His father looked away, and Henry wondered if what Andre wanted was even there anymore. He recalled the empty dresser drawer he found the last time he looked for the floral box.
“Do you still have it?” asked Henry.
Henry could see the tiny ripple of clenched muscle near his father’s ear. “Of course I have it,” he said. “I still have to go through it.”
Frankie began to clear the dishes, the pile of napkins.
“You’ve had twelve years to go through it,” said Andre.
Their father was still and quiet, and Henry saw he was reaching for words that slid out of his grip. He had reached the place where he had no words, and Henry knew this because he had been here, too. It was a place where there was violence or nothing, and the nothing was too excruciating to bear.
“That came out wrong,” said Andre. He might have thought a moment ago, with his quarterback’s arms, his six feet of muscle, that he could speak his mind, but now he seemed to shrink.
Henry sucked in his breath, like he was blowing out a birthday candle in reverse. He breathed like he wished his father would breathe.
“I know how long it’s been,” his father said.
Andre stood up.
“Come around,” their father commanded.
Andre couldn’t back down now with any dignity, so he walked around the table to their father, swift, ready to fight. But he misinterpreted their father’s meaning. This was not kung fu. Henry had, perhaps for the first time ever, gotten his wish: his father breathed. Henry saw it in his chest, but Andre didn’t, and he was about to ruin it.
But their father cleared things up before Andre managed to take a swing. “No,” he said, and touched Andre’s arm. It was just the tips of his fingers that made contact, and it lasted not even a second, so brief that someone looking on might not have seen the touch at all and wondered what magic stopped Andre’s rumbling forward.

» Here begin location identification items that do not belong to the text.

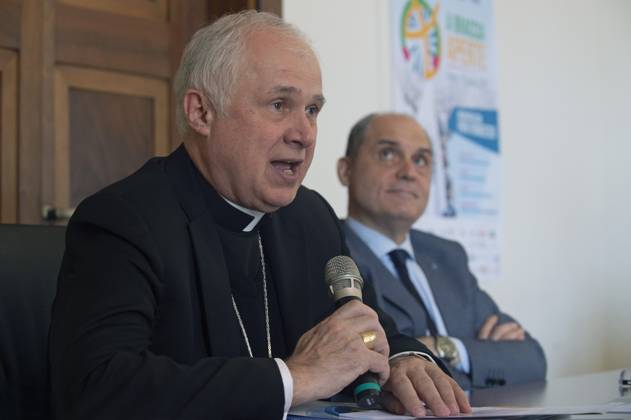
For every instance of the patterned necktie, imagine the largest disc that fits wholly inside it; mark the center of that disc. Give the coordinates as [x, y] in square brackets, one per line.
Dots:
[399, 257]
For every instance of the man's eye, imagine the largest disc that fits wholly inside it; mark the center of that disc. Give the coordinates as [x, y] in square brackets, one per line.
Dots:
[423, 161]
[386, 154]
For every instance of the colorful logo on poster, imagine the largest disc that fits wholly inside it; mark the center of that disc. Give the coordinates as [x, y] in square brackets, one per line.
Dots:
[420, 37]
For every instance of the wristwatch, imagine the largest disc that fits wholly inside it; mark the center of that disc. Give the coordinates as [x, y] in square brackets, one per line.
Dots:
[447, 350]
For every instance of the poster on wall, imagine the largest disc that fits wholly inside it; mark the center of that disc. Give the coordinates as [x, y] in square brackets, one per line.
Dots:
[444, 73]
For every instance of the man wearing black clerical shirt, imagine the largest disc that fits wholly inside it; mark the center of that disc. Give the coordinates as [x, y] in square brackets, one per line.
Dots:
[194, 288]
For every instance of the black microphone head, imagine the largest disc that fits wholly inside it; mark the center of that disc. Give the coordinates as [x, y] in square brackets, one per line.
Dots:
[343, 279]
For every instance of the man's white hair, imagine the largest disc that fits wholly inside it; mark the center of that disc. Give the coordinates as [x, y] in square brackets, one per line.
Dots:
[211, 62]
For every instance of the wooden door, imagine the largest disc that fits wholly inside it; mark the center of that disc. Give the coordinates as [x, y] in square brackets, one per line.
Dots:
[85, 94]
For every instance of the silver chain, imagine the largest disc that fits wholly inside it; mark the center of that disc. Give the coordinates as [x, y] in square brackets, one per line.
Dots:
[236, 310]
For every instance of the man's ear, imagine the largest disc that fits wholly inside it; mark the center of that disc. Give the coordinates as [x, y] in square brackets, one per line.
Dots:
[344, 170]
[199, 114]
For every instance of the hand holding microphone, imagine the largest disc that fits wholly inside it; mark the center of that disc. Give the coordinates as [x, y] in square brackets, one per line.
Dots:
[343, 347]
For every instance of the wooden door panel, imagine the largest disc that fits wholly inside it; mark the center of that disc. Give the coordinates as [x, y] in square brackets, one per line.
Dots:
[107, 125]
[91, 81]
[146, 9]
[87, 37]
[8, 136]
[10, 13]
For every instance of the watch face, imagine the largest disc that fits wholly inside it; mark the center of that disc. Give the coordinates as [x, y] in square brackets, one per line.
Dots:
[446, 348]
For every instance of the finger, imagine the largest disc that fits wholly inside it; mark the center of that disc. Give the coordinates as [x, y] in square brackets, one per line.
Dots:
[461, 399]
[354, 309]
[378, 364]
[487, 327]
[427, 390]
[400, 386]
[504, 331]
[392, 403]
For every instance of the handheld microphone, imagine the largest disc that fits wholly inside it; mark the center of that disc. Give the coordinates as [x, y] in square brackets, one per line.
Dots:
[345, 284]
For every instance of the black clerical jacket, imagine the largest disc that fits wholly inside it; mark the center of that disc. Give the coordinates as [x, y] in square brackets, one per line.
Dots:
[143, 325]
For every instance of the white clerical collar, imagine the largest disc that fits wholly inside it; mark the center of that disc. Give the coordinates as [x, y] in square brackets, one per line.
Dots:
[257, 215]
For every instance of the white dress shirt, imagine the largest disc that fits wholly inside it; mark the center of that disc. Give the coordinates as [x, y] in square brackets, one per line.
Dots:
[381, 246]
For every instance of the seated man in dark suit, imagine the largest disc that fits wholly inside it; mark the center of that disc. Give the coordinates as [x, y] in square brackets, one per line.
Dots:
[421, 280]
[193, 289]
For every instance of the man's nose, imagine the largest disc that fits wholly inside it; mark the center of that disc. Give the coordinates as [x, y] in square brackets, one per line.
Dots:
[301, 131]
[407, 169]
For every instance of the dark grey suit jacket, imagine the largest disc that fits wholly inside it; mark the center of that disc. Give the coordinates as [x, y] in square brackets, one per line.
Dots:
[462, 304]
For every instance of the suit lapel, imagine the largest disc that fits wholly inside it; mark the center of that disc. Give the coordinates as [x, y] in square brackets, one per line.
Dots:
[384, 281]
[221, 328]
[442, 287]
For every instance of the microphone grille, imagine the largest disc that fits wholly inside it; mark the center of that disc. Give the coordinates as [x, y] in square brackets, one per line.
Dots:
[340, 267]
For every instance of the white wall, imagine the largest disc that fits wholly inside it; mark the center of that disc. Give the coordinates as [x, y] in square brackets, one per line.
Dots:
[565, 119]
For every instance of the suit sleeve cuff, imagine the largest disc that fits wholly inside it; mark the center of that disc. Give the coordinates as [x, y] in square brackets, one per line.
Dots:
[420, 354]
[465, 364]
[288, 385]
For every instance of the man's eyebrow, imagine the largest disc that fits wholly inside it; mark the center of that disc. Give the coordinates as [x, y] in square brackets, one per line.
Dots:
[291, 90]
[387, 142]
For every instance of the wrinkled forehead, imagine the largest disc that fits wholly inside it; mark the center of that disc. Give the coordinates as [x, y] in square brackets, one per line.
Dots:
[400, 129]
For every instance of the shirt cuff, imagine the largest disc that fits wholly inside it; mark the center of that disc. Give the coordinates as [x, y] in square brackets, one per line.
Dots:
[465, 364]
[288, 385]
[413, 353]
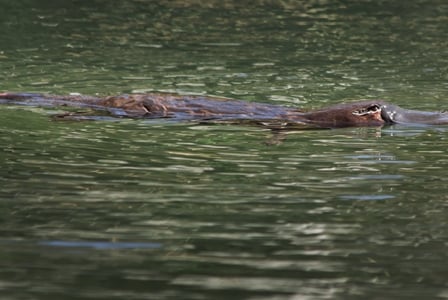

Their father turned and walked to the door that led upstairs to the bedrooms. “It’s in the attic. You’ll have to hold the ladder for me so I can get up there.”
Andre hesitated, visibly trying to shake off his adrenaline. He followed his father, slowly.
Upstairs, Henry stood at the base of the ladder while his little brother smirked at him. They were in the room the two of them once shared—shared not out of necessity, but because no one wanted to move into Andre’s bedroom after he ran away. They thought, any day, he could come back.
Now, it was Frankie’s room, and Andre and their father were in the attic above it, scooting around on their bellies.
Frankie’s room was cleaner than the rest of the house. Pinned to one wall were pieces of fabric in different shapes, almost like a quilt, except Henry got the impression that Frankie was not a quilter. On another wall were columns of awards and certificates: honor roll, honor roll, honor roll, first place Academic Decathlon, first place Math League, medals for spelling and geography bees, accolades for leadership, student government. On top of his dresser was a lava lamp where an electric-green cell divided and reformed itself every fifteen seconds or so, and a pile of video cassette tapes. The furniture was the same, but Frankie had it arranged so that the lines of the bed led into the lines of the dresser. Everything was simple and bright, and all traces of Henry—his crumpled love notes from Cassie, dirty laundry, the bare mattress Henry stripped the sheets from to make a pair of pants to clown in—all this had been eradicated. Frankie’s room looked like a page torn from one of Adrienne’s homemaking magazines.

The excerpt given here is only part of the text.